After a moment of closed eyes and thoughtfulness, Rebecca started saying that Prophet was talking really fast, and had a lot to say. I saw him sniff the base of the fence.

She said Prophet was, or thought of himself as a very smart dog, and that he saw himself as an ambassador whenever we went out.  Prophet climbed on a chair and tried to continue his climb onto an unsteady table.  I hauled him off and he trotted around the play yard again. Yes, that climbing is very diplomatic.

Rebecca then frowned in thought and said that Prophet was asking about a girl or a sister, perhaps a girl dog.  Jay and I drew blanks.  She said that Prophet missed this girl, that he felt protective of her, maybe a girl that was no longer around?

Hubby focused on Sara, our daughter (who had died four years before Prophet was born), and I voiced that our granddaughter used to play hide-n-seek with Prophet, and that Prophet used to play with and beat up a white lab girl dog.  There was nothing definitive in that part of our discussion, but seemed logical to me that the dog might have memories of  his younger years and miss his girl friends from back then.

We asked about Prophet’s health, and Rebecca talked about breathing issues.  She said, “He keeps saying I’m okay, but there is a lot of pressure I’m feeling, not being able to breathe.” Proph has indeed had episodes of what I call “hyperventilation.” Hmm.

We mentioned we have a cat.  “Prophet has no problem with her,” said Rebecca.  Problem for Prophet with Nalla?  Not quite that way around, I was thinking.  We mentioned that Nalla has had a lot of accidents in our house.  Rebecca asked our permission to connect with Nalla.

Nalla was at home, but still, we said to go for it.  Rebecca said that Nalla was offended by the thought that she might pee outside her litter without good reason.  She said her back legs hurt when she gets in or out of the box and needs a walk up litter.

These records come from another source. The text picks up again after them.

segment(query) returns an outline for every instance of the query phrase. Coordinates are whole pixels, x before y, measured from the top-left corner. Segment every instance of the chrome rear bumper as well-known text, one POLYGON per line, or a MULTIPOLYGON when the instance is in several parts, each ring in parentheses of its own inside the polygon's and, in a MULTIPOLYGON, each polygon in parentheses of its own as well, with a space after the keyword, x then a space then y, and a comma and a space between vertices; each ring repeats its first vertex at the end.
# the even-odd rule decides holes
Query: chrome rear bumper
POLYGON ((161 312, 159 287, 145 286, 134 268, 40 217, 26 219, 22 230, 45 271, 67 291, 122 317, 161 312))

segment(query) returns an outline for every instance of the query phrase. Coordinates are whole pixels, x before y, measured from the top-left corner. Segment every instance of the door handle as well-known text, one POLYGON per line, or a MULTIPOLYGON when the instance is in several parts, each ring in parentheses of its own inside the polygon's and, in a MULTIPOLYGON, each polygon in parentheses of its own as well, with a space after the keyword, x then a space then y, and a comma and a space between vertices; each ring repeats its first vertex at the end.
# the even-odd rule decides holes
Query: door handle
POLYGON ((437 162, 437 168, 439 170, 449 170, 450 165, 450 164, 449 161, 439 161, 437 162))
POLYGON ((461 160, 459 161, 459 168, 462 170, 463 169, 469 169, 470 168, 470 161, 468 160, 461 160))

I mentioned Nalla hasn’t had any accidents since we put a box upstairs for her. Hmm.

By this time Prophet was scratching on the door to go inside. Even I could interpret that.

What do you think?  Is animal communication for real or is it a scam?  If you were writing a story, could you see creating an animal communicator as a character?  What would he/she be like?  Could they work on the police force and interview animal witnesses?

Wishing you a creative week of being with your pets.